—De tout mon coeur, mon enfant... Et, à présent, continuons notre contrat.
Le notaire en acheva la lecture; une seule clause, qui fit rougir Mme Blidot, parut se ressentir de la bizarrerie du général. Il était dit: «Dans le cas où Mme Blidot viendrait à se remarier, sa part de propriété de l'Ange-Gardien retournerait à sa soeur Elfy, et serait compensée par la maison à l'enseigne: Au Général reconnaissant, que le général comte Dourakine lui céderait en toute propriété, mais à la condition que Mme Blidot épouserait l'homme indiqué par le général comte Dourakine et qu'il se réserve de lui faire connaître.»
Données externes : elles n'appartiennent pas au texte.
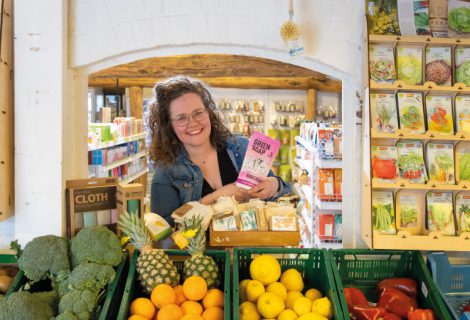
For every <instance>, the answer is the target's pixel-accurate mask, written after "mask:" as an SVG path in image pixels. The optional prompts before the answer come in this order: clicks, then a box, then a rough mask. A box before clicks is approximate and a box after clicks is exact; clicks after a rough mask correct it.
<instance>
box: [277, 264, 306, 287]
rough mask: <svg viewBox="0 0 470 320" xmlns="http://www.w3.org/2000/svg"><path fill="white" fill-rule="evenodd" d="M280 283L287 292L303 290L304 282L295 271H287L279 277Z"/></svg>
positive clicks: (294, 270)
mask: <svg viewBox="0 0 470 320" xmlns="http://www.w3.org/2000/svg"><path fill="white" fill-rule="evenodd" d="M281 283H282V284H283V285H284V287H286V289H287V292H289V291H301V292H302V290H303V289H304V280H303V279H302V275H301V274H300V272H299V271H297V269H293V268H291V269H287V270H286V271H284V272H283V273H282V275H281Z"/></svg>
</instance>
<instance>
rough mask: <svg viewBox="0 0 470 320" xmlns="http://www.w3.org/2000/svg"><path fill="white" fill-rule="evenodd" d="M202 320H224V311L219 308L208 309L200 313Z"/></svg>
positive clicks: (209, 308)
mask: <svg viewBox="0 0 470 320" xmlns="http://www.w3.org/2000/svg"><path fill="white" fill-rule="evenodd" d="M202 317H203V318H204V320H224V310H222V309H221V308H219V307H209V308H207V309H206V310H204V312H203V313H202Z"/></svg>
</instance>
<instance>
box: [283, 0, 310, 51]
mask: <svg viewBox="0 0 470 320" xmlns="http://www.w3.org/2000/svg"><path fill="white" fill-rule="evenodd" d="M293 18H294V3H293V0H289V21H286V22H284V23H283V24H282V26H281V30H280V34H281V38H282V40H284V42H285V43H286V45H287V46H288V48H289V54H290V55H291V56H297V55H300V54H302V53H303V52H304V48H303V45H302V42H301V39H300V30H299V27H298V26H297V24H296V23H295V22H293V21H292V20H293Z"/></svg>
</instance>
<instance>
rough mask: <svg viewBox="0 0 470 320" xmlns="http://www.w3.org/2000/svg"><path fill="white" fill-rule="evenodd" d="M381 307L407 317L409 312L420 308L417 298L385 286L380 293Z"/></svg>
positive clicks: (380, 305) (398, 315) (398, 314)
mask: <svg viewBox="0 0 470 320" xmlns="http://www.w3.org/2000/svg"><path fill="white" fill-rule="evenodd" d="M378 306H379V307H382V308H385V309H387V311H388V312H391V313H395V314H396V315H398V316H400V317H402V318H403V319H406V317H407V316H408V312H410V311H413V310H415V309H418V304H417V303H416V300H414V299H413V298H411V297H409V296H407V295H406V294H404V293H403V292H401V291H400V290H398V289H395V288H385V289H384V290H383V291H382V294H381V295H380V299H379V303H378Z"/></svg>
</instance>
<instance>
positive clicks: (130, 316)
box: [127, 314, 148, 320]
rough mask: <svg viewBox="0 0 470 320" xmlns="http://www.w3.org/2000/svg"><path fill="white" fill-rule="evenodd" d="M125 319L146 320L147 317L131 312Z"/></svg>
mask: <svg viewBox="0 0 470 320" xmlns="http://www.w3.org/2000/svg"><path fill="white" fill-rule="evenodd" d="M127 320H148V318H146V317H143V316H141V315H138V314H133V315H132V316H130V317H129V318H127Z"/></svg>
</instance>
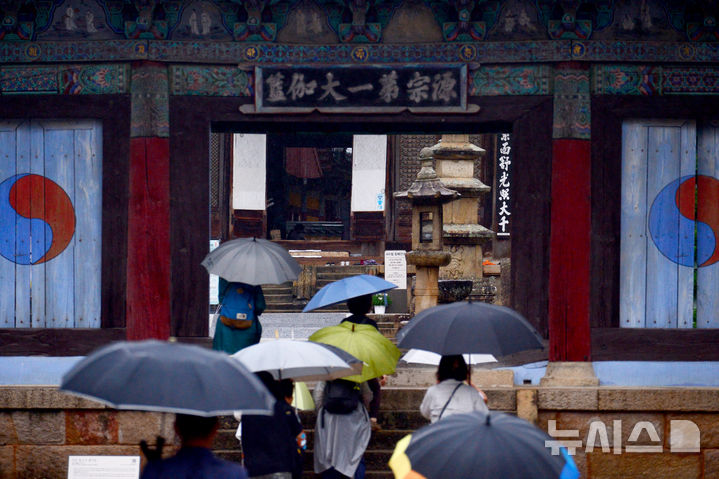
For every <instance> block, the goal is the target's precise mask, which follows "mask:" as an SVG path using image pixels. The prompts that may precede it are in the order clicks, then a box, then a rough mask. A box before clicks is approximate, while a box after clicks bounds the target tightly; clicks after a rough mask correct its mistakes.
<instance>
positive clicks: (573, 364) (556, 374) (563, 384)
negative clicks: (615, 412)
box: [539, 361, 599, 386]
mask: <svg viewBox="0 0 719 479" xmlns="http://www.w3.org/2000/svg"><path fill="white" fill-rule="evenodd" d="M539 385H540V386H599V378H598V377H597V375H596V374H595V373H594V367H593V366H592V363H589V362H582V361H566V362H563V361H558V362H550V363H549V364H547V371H546V373H545V374H544V377H543V378H542V379H541V380H540V382H539Z"/></svg>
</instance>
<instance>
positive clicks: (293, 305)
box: [260, 302, 305, 320]
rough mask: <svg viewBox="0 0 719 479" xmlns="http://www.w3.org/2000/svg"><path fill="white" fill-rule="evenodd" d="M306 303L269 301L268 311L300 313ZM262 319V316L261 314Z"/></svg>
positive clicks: (287, 312) (267, 312)
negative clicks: (269, 301)
mask: <svg viewBox="0 0 719 479" xmlns="http://www.w3.org/2000/svg"><path fill="white" fill-rule="evenodd" d="M304 307H305V305H304V304H303V303H300V302H280V303H270V302H268V303H267V308H266V309H265V312H266V313H300V312H302V308H304ZM260 320H262V316H260Z"/></svg>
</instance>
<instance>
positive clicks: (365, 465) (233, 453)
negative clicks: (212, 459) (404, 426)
mask: <svg viewBox="0 0 719 479" xmlns="http://www.w3.org/2000/svg"><path fill="white" fill-rule="evenodd" d="M393 451H394V448H393V449H382V450H374V449H369V448H368V449H367V450H366V451H365V453H364V460H365V466H366V468H367V471H368V472H369V471H372V472H373V473H374V472H382V473H385V472H390V473H391V470H390V467H389V465H388V463H389V458H390V457H392V452H393ZM213 452H214V453H215V454H216V455H217V456H218V457H220V458H222V459H225V460H227V461H233V462H237V463H241V462H242V451H241V450H239V449H231V450H229V449H215V450H214V451H213ZM313 464H314V459H313V456H312V450H310V449H308V450H307V451H305V455H304V465H305V468H304V470H305V471H306V472H307V473H312V469H313ZM304 476H305V474H303V477H304ZM307 477H313V476H311V475H308V476H307ZM317 477H319V476H317ZM381 477H385V476H381ZM389 477H392V476H389Z"/></svg>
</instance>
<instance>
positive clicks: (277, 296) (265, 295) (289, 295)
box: [265, 294, 292, 305]
mask: <svg viewBox="0 0 719 479" xmlns="http://www.w3.org/2000/svg"><path fill="white" fill-rule="evenodd" d="M265 303H266V304H268V305H270V304H282V303H290V304H291V303H292V294H266V295H265Z"/></svg>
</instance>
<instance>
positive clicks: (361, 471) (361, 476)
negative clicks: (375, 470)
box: [353, 456, 367, 479]
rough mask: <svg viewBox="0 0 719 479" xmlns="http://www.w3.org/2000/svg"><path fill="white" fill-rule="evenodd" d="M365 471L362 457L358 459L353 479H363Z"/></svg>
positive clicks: (364, 468)
mask: <svg viewBox="0 0 719 479" xmlns="http://www.w3.org/2000/svg"><path fill="white" fill-rule="evenodd" d="M366 469H367V466H365V463H364V456H363V457H362V459H360V463H359V465H358V466H357V469H356V470H355V477H354V478H353V479H364V473H365V471H366Z"/></svg>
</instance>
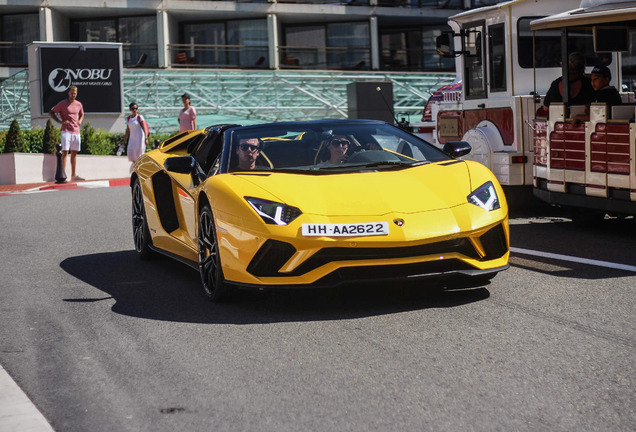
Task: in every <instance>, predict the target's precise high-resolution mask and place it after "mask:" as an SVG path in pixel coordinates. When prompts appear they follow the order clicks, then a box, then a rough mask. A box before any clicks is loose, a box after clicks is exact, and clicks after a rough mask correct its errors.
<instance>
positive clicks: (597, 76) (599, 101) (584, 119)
mask: <svg viewBox="0 0 636 432" xmlns="http://www.w3.org/2000/svg"><path fill="white" fill-rule="evenodd" d="M591 76H592V87H593V88H594V90H595V93H594V97H593V99H592V102H597V103H604V104H606V105H607V107H608V108H610V107H612V106H613V105H620V104H622V103H623V100H622V99H621V95H620V94H619V93H618V90H616V87H614V86H610V85H609V82H610V80H611V79H612V73H611V72H610V70H609V69H608V68H607V66H604V65H598V66H595V67H594V69H592V73H591ZM589 119H590V109H589V105H588V106H587V107H586V110H585V114H579V115H577V116H575V117H574V123H575V124H578V123H581V122H585V121H588V120H589Z"/></svg>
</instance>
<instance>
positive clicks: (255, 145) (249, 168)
mask: <svg viewBox="0 0 636 432" xmlns="http://www.w3.org/2000/svg"><path fill="white" fill-rule="evenodd" d="M260 149H261V141H260V140H259V139H258V138H246V139H245V138H244V139H241V140H239V145H238V146H237V148H236V154H237V155H238V160H239V162H238V169H239V170H241V171H249V170H253V169H254V168H255V167H256V159H257V158H258V156H259V154H260Z"/></svg>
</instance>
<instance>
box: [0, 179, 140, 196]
mask: <svg viewBox="0 0 636 432" xmlns="http://www.w3.org/2000/svg"><path fill="white" fill-rule="evenodd" d="M129 184H130V179H129V178H117V179H105V180H83V181H69V182H66V183H56V182H54V181H52V182H43V183H22V184H11V185H0V196H5V195H14V194H18V193H33V192H47V191H55V190H68V189H86V188H98V187H113V186H128V185H129Z"/></svg>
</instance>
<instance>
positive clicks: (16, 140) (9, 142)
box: [4, 119, 24, 153]
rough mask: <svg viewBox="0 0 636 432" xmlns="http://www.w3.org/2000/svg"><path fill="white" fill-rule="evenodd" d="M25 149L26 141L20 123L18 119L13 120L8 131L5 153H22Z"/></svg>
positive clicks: (9, 127)
mask: <svg viewBox="0 0 636 432" xmlns="http://www.w3.org/2000/svg"><path fill="white" fill-rule="evenodd" d="M23 151H24V141H23V140H22V134H21V133H20V125H19V124H18V121H17V120H15V119H14V120H13V121H12V122H11V126H9V131H8V132H7V138H6V141H5V144H4V152H5V153H21V152H23Z"/></svg>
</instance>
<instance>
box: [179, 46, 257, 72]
mask: <svg viewBox="0 0 636 432" xmlns="http://www.w3.org/2000/svg"><path fill="white" fill-rule="evenodd" d="M168 52H169V53H170V59H171V60H170V61H171V63H170V65H171V66H172V67H174V68H208V69H211V68H233V69H239V68H240V69H267V68H269V62H268V60H267V59H268V47H267V46H247V45H212V44H170V45H168Z"/></svg>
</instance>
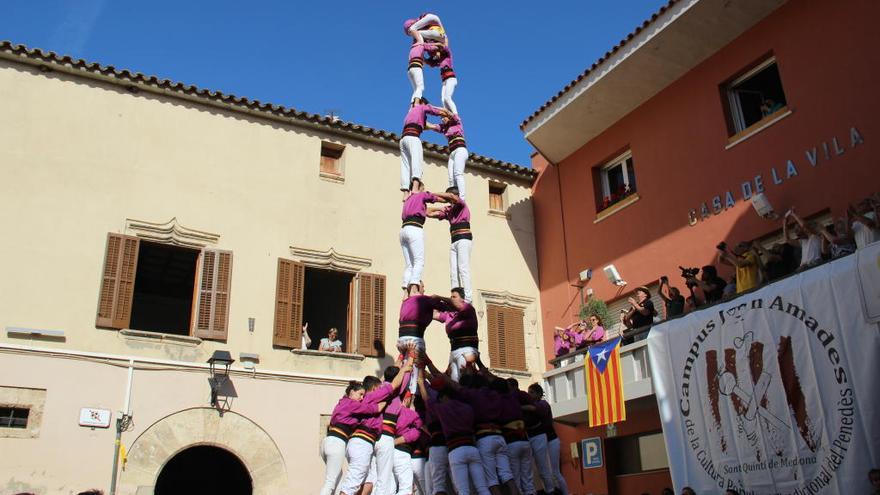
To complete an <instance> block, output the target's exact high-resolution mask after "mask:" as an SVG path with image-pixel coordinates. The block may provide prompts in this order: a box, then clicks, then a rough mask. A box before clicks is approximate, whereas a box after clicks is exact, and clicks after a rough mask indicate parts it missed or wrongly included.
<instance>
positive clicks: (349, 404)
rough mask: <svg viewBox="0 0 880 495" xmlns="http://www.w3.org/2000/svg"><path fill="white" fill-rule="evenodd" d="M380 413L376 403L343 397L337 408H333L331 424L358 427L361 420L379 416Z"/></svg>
mask: <svg viewBox="0 0 880 495" xmlns="http://www.w3.org/2000/svg"><path fill="white" fill-rule="evenodd" d="M378 412H379V409H378V408H377V407H376V404H375V403H371V402H364V401H360V400H354V399H349V398H348V397H343V398H341V399H339V402H337V403H336V407H334V408H333V414H332V415H330V424H331V425H345V426H357V424H358V423H359V422H360V420H361V418H363V417H365V416H370V415H374V414H377V413H378Z"/></svg>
Le notaire ne put s'empêcher de sourire en voyant l'étonnement que causait cette clause du contrat, qu'il avait cherché vainement à faire supprimer. Le général y tenait particulièrement; il n'avait pas voulu en démordre. Mme Blidot rougit, s'étonna et puis se mit à rire en disant: «Au fait, je ne m'oblige à rien, et personne ne peut m'obliger à me marier si je ne le veux pas.»
--Qui sait? dit le général, qui sait? Vous le voudrez peut-être quand vous connaîtrez le futur.
—Pas de danger que je me remarie.
—Il faut signer, Messieurs, Mesdames, dit le notaire.
—Et puis dîner, dit le général.
Mme Blidot ne fut nullement effrayée de cette annonce du général, quoique rien ne lui parût arrangé pour un repas quelconque; mais elle commençait à compter sur cette espèce de féerie qui faisait tout arriver à point. Elfy signa, puis Moutier, puis le général, puis Mme Blidot, le curé, Jacques, Paul, Dérigny et la foule. Quand chacun eut apposé son nom ou sa croix au bas du contrat, le général proposa de retourner dîner à l'Ange-Gardien; Mme Blidot ne put s'empêcher de frémir de la tête aux pieds. Comment dîner, sans dîner, sans couvert, sans table!
«Général, dit-elle d'un air suppliant, si nous dînions ici? C'est si joli!»
LE GÉNÉRAL, avec malice.—Du tout, ma petite femme, nous dînons chez vous. Ne voyez-vous pas qu'Elfy et Moutier sont impatients de se promener dans leur nouvelle propriété? Allons, en route.